平成23年度(午後の部)第18問は、建物が合体した場合の登記の申請に関する正誤問題(組合せ)です。合体による表題登記や表題部の登記の抹消が問われました。

この問題は誤っているものの組合せを選びます。

問題

建物が合体した場合の登記の申請に関する次のアからオまでの記述のうち、誤っているものの組合せは、後記1から5までのうちどれか。

ア 表題登記がある建物の主である建物とその附属建物が合体した場合には、合体後の建物についての建物の表題登記及び合体前の建物についての表題部の登記の抹消を申請しなければならない。

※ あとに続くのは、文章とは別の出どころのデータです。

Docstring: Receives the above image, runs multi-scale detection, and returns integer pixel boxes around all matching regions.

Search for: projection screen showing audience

イ 表題登記がない建物と表題登記がある建物のみが合体して1個の建物となった後に、当該合体前の表題登記がない建物の所有者から当該合体後の建物について合体前の表題登記がない建物の所有権に相当する持分を取得した者は、当該持分取得の日から1か月以内に、合体後の建物についての建物の表題登記及び合体前の建物についての建物の表題部の登記の抹消を申請しなければならない。

ウ 所有権の登記がある建物と表題登記がない建物が合体して1個の建物となった後に、合体による建物の表題登記及び合体前の建物についての建物の表題部の登記の抹消並びに当該表題登記がない建物の所有者を当該合体後の建物の登記名義人とする所有権の登記の申請を、合体前の所有権の登記がある建物の所有権の登記名義人が申請する場合には、合体後の建物についての当該申請人の所有権を証する情報を提供しなければならない。

エ 表題登記のみがある建物が合体して1個の建物となった後に、合体前の建物の表題部所有者に誤りがあり、更正の登記によって表題部所有者となった者は、その者に係る表題部所有者についての更正の登記があった日から1か月以内に、合体後の建物についての建物の表題登記及び合体前の建物についての建物の表題部の登記の抹消を申請しなければならない。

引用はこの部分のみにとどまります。